Officials in the civic body said around 5-7 per cent of the saplings planted by the Corporation on the medians are stolen. The plants that are often reported missing from the location include Ixora, phycus and clerodenderon. Sometimes, phycus plants, which cost around Rs.1,000 each, are taken away.

Ixora plants (idly flowers or pichi poo) cost only around Rs.20 a sapling. However, as they are colourful and attractive people steal the sapling from the medians. In parks too, plants go missing. This happens when maintenance work goes on, the officials added.

Following repeated thefts of flowering and ornamental plants some departments such as the Bridges department of the Corporation have stopped planting such varieties. “We go in for a feature and plant grass,” an official said.

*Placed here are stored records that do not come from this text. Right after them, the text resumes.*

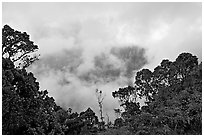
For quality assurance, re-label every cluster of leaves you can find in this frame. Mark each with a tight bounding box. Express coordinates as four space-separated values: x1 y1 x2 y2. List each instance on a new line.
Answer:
2 25 98 135
2 25 39 68
113 53 202 134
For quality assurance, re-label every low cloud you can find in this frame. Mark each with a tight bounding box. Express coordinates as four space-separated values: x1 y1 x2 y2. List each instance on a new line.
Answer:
2 2 202 121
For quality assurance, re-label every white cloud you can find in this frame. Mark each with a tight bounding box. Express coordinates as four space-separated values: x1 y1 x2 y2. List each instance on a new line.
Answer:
2 2 202 121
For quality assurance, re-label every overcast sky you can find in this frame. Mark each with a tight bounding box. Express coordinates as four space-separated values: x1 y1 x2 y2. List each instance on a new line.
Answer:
2 2 202 121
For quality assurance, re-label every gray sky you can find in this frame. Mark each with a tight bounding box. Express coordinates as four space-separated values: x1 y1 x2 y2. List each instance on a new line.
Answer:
2 2 202 121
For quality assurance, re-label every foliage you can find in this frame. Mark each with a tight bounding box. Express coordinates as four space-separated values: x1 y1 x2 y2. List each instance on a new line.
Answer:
2 25 39 67
113 53 202 134
2 25 98 135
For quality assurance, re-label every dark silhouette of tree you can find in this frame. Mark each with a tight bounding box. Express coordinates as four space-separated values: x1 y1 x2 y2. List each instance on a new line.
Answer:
113 53 202 134
2 25 98 135
2 25 39 67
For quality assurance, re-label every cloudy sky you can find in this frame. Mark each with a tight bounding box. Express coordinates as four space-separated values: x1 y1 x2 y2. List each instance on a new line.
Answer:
2 3 202 121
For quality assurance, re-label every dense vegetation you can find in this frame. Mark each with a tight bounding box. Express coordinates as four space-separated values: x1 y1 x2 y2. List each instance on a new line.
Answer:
2 25 202 135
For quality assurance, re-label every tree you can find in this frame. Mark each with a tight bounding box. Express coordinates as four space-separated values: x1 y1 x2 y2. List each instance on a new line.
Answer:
2 25 39 67
113 53 202 134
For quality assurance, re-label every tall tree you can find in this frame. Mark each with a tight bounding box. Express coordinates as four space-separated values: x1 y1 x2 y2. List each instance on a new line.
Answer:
2 25 39 67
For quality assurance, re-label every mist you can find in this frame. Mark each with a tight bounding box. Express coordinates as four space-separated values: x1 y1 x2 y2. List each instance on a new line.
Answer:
2 2 202 120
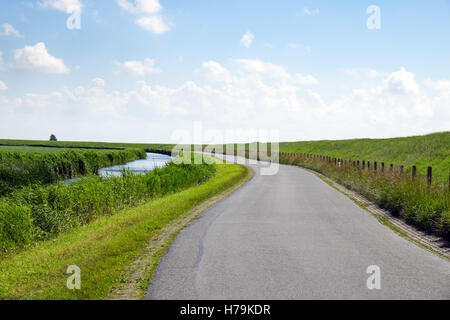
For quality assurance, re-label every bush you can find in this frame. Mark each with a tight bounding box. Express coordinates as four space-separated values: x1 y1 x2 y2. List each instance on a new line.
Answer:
280 154 450 240
0 156 216 250
0 202 34 251
0 149 146 195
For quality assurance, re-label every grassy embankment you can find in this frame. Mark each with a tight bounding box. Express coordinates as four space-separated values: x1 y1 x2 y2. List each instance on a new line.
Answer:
0 155 249 299
280 132 450 240
280 131 450 184
0 154 216 251
0 146 146 196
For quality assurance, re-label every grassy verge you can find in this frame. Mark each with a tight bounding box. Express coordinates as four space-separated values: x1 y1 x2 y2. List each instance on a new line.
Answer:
0 159 216 251
280 154 450 240
0 148 146 195
0 165 248 299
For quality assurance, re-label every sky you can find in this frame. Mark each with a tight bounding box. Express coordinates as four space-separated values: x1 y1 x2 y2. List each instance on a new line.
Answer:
0 0 450 143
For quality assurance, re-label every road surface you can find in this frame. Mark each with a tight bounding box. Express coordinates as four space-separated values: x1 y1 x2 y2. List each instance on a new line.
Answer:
147 155 450 300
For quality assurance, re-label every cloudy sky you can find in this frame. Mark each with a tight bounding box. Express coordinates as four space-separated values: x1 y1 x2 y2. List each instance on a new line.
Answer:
0 0 450 142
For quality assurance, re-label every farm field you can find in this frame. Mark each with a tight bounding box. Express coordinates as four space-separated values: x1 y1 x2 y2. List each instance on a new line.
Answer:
0 158 249 299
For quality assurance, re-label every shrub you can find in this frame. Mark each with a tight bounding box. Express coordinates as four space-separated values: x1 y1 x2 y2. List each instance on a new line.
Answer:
0 156 216 250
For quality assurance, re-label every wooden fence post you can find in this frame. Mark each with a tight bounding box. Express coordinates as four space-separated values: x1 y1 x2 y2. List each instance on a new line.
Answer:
427 167 433 187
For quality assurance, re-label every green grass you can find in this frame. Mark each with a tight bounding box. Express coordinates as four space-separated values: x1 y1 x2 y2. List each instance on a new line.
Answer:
0 147 146 195
280 131 450 183
0 165 248 299
0 139 175 151
0 146 75 153
280 154 450 240
0 154 216 251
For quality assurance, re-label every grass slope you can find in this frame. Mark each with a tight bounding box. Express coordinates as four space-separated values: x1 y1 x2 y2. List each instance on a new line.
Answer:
0 164 248 299
280 131 450 183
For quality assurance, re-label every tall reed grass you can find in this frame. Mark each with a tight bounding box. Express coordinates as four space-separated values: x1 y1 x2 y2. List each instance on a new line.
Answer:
0 156 216 251
280 154 450 240
0 149 146 195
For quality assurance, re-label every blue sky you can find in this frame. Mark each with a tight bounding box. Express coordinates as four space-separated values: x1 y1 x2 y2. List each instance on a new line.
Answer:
0 0 450 142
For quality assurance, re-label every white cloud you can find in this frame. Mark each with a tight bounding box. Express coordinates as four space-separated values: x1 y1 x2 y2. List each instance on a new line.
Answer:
14 42 70 74
302 7 320 16
136 16 170 34
294 74 319 85
0 81 8 91
92 78 105 88
117 0 171 34
1 23 23 38
115 58 161 77
117 0 163 15
383 68 420 94
241 31 255 48
39 0 83 14
0 59 450 142
202 61 231 82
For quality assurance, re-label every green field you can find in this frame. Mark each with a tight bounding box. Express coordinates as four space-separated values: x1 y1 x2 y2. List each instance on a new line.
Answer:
0 139 175 151
0 165 250 299
280 131 450 183
0 146 71 153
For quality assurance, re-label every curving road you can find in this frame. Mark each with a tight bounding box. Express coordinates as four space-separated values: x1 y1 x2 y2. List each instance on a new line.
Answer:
147 155 450 300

The State Highways Department, which maintains Anna Salai, 100 Feet Road and Poonamallee High Road, and Tamil Nadu Road Development Company (TNRDC) that maintains the East Coast Road and Rajiv Gandhi Salai too face this problem.

The TNRDC, which launched a greening programme on the ECR sometime ago and planted 3,800 saplings, lost about 400 of them, including Copper pods, begonia, and Samanea Saman ( Thoongumoonji maram). “On Rajiv Gandhi Salai we lose about 5-6 plants every month. People believe that these plants will grow at home. But they will not as the root systems of the plants get damaged. Sometimes the plants are pulled out just for fun by the passers-by,” said an official of the firm. Plants, including Alamanda, Decoma and Ixora, are removed from the medians, he said.

Highways Department sources said many plants go missing when party flags and small cut-outs are placed on the medians.

“The men who install them just pull out the plants and dig in the cut-outs or flag poles. Sometimes, plants are damaged as they do not see where the stake is pushed into the soil.”